И равнодушно смотрят небеса... (Костров) - страница 29

создание невыносимых для вас условий жизни, в результате чего вы будете стучаться в

дверь и просить попкаря позвать опера, чтобы он вас перевел в другую камеру

(«выломитесь из хаты»). А опер уже, рассказывая вам как это трудно сделать, пообещает

помочь, если вы дадите показания на того-то или такие-то. Самым тяжелым последствием

может быть так называемое «опускание». Классический вариант — избиение при

посещении бани и обливание мочой. После этого по тюрьме быстро распускается слух,

что такой-то — «опущенный» (для «опущенного» есть еще одно название —

«невыебанный петух»). После этого, даже зная, что человека насильно «опустили» в

пресс-хате, никто из заключенных ни в СИЗО, ни в зоне не подаст ему руки и не сядет с

ним за стол — назад дороги нет.
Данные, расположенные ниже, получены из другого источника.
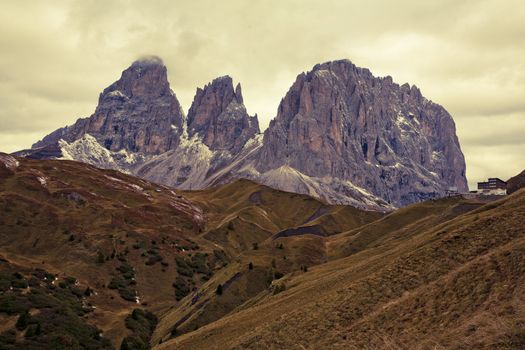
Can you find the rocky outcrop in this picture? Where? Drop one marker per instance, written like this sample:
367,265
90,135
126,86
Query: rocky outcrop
340,134
342,123
218,116
516,182
137,113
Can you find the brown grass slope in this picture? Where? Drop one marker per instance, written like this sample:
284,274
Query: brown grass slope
72,219
66,216
457,284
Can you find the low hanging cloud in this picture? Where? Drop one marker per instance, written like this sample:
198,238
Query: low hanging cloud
467,56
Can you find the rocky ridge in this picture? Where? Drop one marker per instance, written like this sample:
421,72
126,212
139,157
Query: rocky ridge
340,134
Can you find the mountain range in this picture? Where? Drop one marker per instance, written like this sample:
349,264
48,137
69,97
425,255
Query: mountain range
340,134
97,259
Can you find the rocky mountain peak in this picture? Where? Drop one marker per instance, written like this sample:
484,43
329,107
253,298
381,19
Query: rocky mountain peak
137,113
219,117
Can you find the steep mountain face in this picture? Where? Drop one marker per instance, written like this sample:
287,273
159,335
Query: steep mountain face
341,122
137,113
340,134
219,118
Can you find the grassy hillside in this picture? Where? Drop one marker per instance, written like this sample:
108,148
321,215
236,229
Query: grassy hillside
440,275
135,244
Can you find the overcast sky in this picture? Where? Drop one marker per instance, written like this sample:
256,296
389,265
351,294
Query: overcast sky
469,56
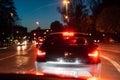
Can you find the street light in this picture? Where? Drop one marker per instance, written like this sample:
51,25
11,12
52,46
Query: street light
66,2
37,23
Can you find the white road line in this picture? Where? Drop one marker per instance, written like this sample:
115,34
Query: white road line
7,57
116,65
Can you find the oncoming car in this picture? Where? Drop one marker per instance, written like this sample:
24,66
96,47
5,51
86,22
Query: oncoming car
69,54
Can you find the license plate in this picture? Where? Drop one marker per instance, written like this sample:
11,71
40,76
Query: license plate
75,73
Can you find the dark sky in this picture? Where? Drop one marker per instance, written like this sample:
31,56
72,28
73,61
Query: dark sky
44,11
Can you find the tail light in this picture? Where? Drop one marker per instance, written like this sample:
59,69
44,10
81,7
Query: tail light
94,54
41,53
68,34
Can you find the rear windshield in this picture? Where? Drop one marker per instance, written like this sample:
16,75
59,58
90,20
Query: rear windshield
59,40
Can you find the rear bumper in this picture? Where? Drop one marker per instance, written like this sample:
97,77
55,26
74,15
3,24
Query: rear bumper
69,69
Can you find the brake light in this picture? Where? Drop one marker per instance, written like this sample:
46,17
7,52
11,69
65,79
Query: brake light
94,54
68,34
41,53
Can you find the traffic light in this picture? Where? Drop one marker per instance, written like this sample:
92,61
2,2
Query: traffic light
34,34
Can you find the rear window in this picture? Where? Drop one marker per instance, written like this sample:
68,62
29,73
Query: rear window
59,40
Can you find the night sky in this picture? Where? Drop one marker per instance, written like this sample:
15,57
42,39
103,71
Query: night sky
44,11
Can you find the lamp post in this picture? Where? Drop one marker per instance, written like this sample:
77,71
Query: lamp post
12,28
66,2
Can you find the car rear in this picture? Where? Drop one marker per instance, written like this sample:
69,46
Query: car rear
68,54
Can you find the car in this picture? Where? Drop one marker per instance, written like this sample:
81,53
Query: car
39,42
69,54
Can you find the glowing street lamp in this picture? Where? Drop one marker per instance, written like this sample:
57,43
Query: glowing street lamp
66,2
38,23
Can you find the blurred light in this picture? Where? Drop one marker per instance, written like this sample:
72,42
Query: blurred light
68,34
92,78
93,54
41,53
40,73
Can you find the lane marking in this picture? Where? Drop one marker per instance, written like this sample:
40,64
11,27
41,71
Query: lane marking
115,64
7,57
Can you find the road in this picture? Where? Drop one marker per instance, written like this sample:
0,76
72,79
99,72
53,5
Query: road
21,59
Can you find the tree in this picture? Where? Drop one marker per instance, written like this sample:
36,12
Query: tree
77,13
56,26
109,20
8,16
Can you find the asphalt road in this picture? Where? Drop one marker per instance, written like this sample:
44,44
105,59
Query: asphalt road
21,59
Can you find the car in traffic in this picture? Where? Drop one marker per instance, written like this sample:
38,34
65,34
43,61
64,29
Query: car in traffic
39,42
69,54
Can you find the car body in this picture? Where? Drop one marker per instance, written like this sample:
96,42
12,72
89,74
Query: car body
39,42
71,54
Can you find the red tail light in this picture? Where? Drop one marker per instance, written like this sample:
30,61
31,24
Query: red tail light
68,34
94,54
41,53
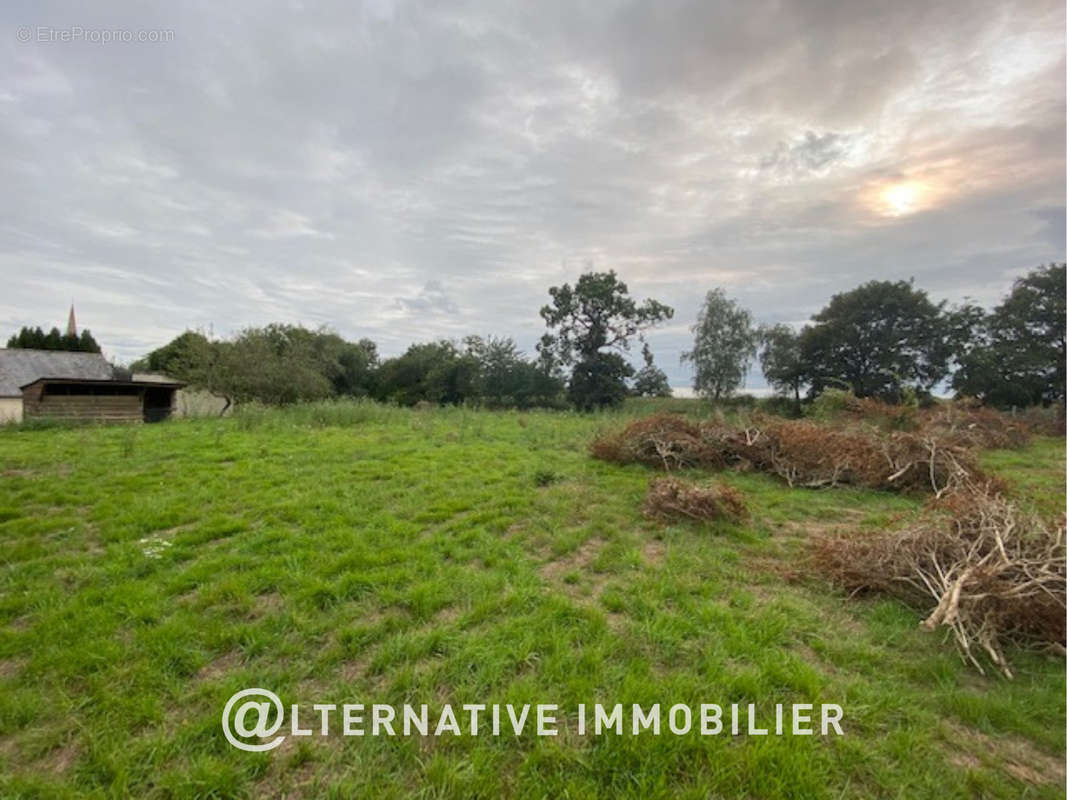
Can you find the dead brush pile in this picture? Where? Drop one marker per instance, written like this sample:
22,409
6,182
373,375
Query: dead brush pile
669,498
972,426
990,572
664,441
815,456
802,453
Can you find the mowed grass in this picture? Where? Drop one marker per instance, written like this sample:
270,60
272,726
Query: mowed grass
357,554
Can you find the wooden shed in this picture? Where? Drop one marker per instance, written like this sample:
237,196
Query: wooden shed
109,401
66,385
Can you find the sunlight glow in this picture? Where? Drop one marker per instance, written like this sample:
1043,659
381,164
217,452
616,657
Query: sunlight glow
903,198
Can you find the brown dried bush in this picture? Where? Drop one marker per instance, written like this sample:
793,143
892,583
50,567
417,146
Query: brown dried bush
993,573
815,456
669,498
801,452
665,441
967,424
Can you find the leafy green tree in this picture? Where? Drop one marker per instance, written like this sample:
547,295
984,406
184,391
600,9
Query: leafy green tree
506,379
782,362
599,381
650,381
436,372
1015,355
587,322
881,339
723,348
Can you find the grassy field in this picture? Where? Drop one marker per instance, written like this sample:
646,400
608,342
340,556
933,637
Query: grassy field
363,554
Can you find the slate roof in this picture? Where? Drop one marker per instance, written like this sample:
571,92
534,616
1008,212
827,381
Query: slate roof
20,367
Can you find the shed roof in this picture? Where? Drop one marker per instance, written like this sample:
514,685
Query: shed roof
98,382
20,367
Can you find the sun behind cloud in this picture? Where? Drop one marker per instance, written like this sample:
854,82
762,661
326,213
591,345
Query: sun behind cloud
904,198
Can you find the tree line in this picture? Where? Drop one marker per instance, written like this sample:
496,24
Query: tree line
35,338
889,340
884,339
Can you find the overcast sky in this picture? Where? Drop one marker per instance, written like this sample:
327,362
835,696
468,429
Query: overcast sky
412,171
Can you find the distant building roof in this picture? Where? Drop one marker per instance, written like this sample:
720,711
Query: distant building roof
20,367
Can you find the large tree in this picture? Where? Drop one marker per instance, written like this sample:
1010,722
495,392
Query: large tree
880,339
590,325
723,347
1017,352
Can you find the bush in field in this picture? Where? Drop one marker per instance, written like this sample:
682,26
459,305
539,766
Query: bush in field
669,498
650,381
986,570
801,452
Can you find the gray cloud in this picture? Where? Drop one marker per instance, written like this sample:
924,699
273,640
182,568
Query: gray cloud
405,171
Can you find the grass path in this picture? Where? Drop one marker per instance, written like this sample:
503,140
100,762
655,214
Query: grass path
412,557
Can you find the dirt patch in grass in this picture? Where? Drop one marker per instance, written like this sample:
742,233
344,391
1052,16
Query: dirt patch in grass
60,760
577,559
11,667
219,667
267,604
573,576
654,552
1016,756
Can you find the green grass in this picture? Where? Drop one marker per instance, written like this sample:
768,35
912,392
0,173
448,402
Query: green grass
355,553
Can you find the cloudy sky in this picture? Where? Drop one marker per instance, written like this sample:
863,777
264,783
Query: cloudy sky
412,171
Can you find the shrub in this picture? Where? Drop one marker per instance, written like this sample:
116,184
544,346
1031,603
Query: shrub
669,498
544,478
992,572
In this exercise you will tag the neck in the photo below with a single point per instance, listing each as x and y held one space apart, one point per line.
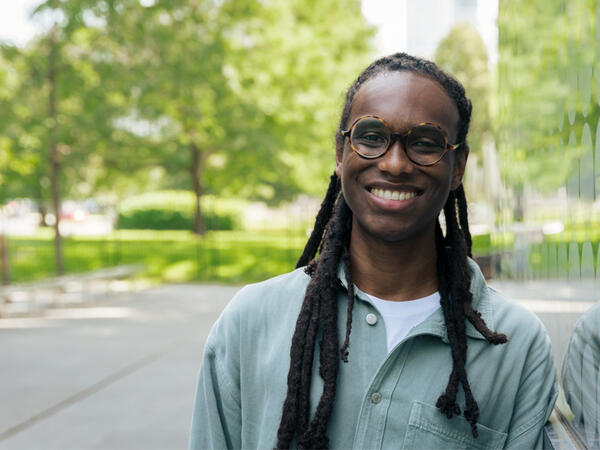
399 271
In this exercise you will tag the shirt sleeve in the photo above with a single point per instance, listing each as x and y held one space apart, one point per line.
536 395
216 419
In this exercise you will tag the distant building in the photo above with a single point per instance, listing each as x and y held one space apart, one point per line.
417 26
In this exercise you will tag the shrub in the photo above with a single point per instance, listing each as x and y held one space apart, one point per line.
174 210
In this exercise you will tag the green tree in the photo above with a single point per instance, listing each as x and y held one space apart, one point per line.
547 76
463 54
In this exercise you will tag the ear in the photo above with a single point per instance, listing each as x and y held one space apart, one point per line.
460 163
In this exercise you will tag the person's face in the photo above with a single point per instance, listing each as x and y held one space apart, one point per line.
402 100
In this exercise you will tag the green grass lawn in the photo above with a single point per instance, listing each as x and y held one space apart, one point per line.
242 256
172 256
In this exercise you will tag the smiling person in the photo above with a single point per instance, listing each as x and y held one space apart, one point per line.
390 337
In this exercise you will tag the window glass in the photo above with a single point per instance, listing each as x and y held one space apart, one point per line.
546 232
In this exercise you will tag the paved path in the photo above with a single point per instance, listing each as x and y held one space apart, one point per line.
119 374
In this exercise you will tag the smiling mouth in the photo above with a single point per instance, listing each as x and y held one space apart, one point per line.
393 195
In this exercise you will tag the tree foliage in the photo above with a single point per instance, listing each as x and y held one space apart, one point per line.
549 95
463 54
224 97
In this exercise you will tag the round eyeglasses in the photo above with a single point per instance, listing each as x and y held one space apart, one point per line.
425 144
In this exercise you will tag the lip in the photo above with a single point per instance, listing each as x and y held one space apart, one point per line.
389 204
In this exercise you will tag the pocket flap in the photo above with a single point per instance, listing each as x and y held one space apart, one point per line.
429 428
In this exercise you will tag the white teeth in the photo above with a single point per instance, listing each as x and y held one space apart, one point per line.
392 195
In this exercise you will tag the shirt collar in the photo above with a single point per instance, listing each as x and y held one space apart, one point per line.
435 323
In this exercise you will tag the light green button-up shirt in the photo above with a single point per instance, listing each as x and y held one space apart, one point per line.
383 400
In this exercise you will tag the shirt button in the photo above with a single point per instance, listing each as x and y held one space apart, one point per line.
375 397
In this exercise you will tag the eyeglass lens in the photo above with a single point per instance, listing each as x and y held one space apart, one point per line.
425 144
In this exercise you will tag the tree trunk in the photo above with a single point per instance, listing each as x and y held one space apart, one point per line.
54 155
196 170
4 260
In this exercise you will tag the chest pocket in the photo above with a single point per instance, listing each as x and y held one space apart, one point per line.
429 429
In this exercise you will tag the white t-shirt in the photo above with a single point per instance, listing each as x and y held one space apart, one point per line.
401 317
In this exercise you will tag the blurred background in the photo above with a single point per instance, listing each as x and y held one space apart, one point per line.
147 144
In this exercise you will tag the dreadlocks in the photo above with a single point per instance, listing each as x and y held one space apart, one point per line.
331 237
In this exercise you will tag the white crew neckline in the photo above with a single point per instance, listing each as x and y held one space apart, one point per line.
401 317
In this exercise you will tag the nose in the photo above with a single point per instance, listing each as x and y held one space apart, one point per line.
395 161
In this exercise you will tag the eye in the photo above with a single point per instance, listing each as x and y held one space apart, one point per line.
426 143
370 138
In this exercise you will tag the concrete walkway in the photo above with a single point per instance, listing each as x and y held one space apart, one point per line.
121 373
118 374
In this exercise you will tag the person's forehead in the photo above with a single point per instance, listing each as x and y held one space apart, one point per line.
403 99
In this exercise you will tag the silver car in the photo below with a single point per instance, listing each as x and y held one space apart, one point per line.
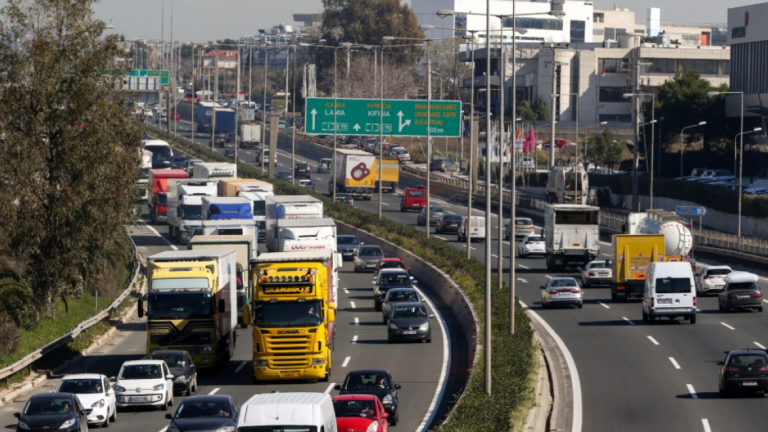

В тюрьме закон простой: лучше сдохни, но не дай себя в

обиду. Кстати, обписаться или опорожнить кишечник от боли при пытках тоже считается

недопустимым («бочиной»), и «запоровший бок» сразу переходит в разряд «обиженных».

Более подробно об этой ступени тюремной иерархии я расскажу в соответствующей главе.

В принципе, в пресс-хате могут срежиссировать и убийство неугодного подследственного.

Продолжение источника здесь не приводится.